The correct order of bond orders of $$C_2^{2-}$$, $$N_2^{2-}$$ and $$O_2^{2-}$$ is

We need to find the correct order of bond orders of $$C_2^{2-}$$, $$N_2^{2-}$$, and $$O_2^{2-}$$.

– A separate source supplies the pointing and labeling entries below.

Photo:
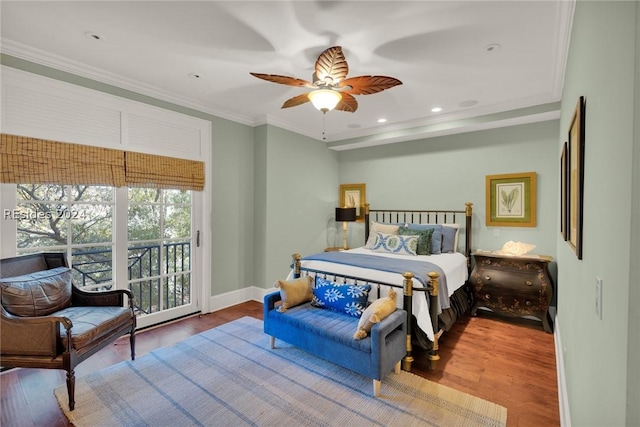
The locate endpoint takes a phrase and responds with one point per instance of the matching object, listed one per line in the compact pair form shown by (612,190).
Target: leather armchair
(47,322)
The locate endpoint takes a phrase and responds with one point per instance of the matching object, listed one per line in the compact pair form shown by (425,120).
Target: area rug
(228,376)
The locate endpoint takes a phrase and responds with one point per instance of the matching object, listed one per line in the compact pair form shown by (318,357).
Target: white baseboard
(250,293)
(563,397)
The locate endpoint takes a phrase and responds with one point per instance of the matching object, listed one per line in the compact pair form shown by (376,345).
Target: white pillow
(378,227)
(396,244)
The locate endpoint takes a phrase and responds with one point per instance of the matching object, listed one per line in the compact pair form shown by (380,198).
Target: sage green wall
(297,191)
(231,187)
(600,354)
(446,172)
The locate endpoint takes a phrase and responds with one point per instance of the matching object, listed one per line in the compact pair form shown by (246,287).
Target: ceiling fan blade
(331,66)
(296,100)
(366,85)
(283,80)
(348,103)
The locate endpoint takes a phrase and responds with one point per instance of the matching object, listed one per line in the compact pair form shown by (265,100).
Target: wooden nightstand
(513,286)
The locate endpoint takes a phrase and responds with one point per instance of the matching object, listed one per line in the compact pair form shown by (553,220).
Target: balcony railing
(156,285)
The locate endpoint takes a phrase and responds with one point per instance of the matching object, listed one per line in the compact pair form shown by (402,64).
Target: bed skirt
(461,302)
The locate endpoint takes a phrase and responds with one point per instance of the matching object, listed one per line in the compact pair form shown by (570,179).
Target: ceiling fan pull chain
(324,137)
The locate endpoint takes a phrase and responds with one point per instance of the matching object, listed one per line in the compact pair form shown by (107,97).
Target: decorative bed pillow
(424,239)
(294,292)
(396,244)
(37,294)
(450,238)
(378,310)
(436,237)
(379,227)
(350,299)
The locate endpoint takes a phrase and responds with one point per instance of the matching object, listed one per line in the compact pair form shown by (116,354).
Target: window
(82,221)
(77,219)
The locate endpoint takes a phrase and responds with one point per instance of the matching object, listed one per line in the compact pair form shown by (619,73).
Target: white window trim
(197,133)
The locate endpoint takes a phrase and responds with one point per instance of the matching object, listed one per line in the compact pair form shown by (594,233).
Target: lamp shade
(325,99)
(346,214)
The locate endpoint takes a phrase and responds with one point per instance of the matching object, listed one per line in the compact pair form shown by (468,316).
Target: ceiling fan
(331,87)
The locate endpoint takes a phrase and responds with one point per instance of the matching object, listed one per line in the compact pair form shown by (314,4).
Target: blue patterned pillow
(396,244)
(343,298)
(424,239)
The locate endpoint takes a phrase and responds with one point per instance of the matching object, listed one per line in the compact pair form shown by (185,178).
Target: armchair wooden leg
(132,344)
(71,388)
(376,388)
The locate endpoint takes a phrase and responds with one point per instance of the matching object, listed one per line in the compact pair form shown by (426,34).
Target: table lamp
(345,215)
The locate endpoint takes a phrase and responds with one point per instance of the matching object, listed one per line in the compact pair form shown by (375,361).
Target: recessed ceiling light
(492,47)
(94,36)
(469,103)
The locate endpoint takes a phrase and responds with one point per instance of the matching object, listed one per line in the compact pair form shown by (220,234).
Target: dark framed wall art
(575,176)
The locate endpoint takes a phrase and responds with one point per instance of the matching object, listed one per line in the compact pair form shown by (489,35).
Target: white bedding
(454,266)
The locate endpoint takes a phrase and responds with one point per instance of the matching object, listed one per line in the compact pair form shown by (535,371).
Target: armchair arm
(270,301)
(32,336)
(388,348)
(113,297)
(380,330)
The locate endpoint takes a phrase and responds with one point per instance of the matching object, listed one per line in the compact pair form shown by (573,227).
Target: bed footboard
(408,288)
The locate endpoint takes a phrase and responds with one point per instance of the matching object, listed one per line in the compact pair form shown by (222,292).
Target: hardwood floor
(510,364)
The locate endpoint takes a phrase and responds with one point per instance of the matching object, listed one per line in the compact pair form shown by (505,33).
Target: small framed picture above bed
(354,196)
(511,200)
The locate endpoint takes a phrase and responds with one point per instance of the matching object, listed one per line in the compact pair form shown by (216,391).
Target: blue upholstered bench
(329,335)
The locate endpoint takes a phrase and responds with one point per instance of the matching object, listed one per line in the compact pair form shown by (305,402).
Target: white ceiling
(440,50)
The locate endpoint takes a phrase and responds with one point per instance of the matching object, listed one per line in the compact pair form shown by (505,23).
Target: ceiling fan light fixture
(325,99)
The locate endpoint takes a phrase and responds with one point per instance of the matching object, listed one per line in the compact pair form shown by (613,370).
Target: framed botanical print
(511,200)
(354,195)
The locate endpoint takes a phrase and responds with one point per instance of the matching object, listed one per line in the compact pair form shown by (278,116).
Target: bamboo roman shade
(39,161)
(146,170)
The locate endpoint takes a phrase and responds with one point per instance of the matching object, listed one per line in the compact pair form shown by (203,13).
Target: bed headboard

Since each carbon atom contributes 6 electrons, the total electron count in $$C_2^{2-}$$ is:

$$2(6) + 2 = 14$$ electrons.

Similarly, nitrogen contributes 7 electrons each, so for $$N_2^{2-}$$:

$$2(7) + 2 = 16$$ electrons,

and oxygen contributes 8 electrons each, giving for $$O_2^{2-}$$:

$$2(8) + 2 = 18$$ electrons.

For $$C_2^{2-}$$ (14 electrons), which is isoelectronic with $$N_2$$, the molecular orbital configuration is:

$$(\sigma_{1s})^2 (\sigma_{1s}^*)^2 (\sigma_{2s})^2 (\sigma_{2s}^*)^2 (\pi_{2p})^4 (\sigma_{2p})^2$$

This configuration gives bonding electrons = $$2 + 2 + 4 + 2 = 10$$ and anti-bonding electrons = $$2 + 2 = 4$$. From the above,

$$\text{Bond Order} = \frac{10 - 4}{2} = \frac{6}{2} = 3$$

Now, for $$N_2^{2-}$$ (16 electrons), which is isoelectronic with $$O_2$$, the configuration becomes:

$$(\sigma_{1s})^2 (\sigma_{1s}^*)^2 (\sigma_{2s})^2 (\sigma_{2s}^*)^2 (\sigma_{2p})^2 (\pi_{2p})^4 (\pi_{2p}^*)^2$$

Here, bonding electrons = $$2 + 2 + 2 + 4 = 10$$ and anti-bonding electrons = $$2 + 2 + 2 = 6$$. Hence,

$$\text{Bond Order} = \frac{10 - 6}{2} = \frac{4}{2} = 2$$

Finally, for $$O_2^{2-}$$ (18 electrons), the peroxide ion, the configuration is:

$$(\sigma_{1s})^2 (\sigma_{1s}^*)^2 (\sigma_{2s})^2 (\sigma_{2s}^*)^2 (\sigma_{2p})^2 (\pi_{2p})^4 (\pi_{2p}^*)^4$$

This yields bonding electrons = $$2 + 2 + 2 + 4 = 10$$ and anti-bonding electrons = $$2 + 2 + 4 = 8$$, so

$$\text{Bond Order} = \frac{10 - 8}{2} = \frac{2}{2} = 1$$

From the above calculations, $$C_2^{2-}$$ has bond order 3, $$N_2^{2-}$$ has bond order 2, and $$O_2^{2-}$$ has bond order 1, giving the order:

$$C_2^{2-} > N_2^{2-} > O_2^{2-}$$

Therefore, the correct option is Option A: $$C_2^{2-} > N_2^{2-} > O_2^{2-}$$.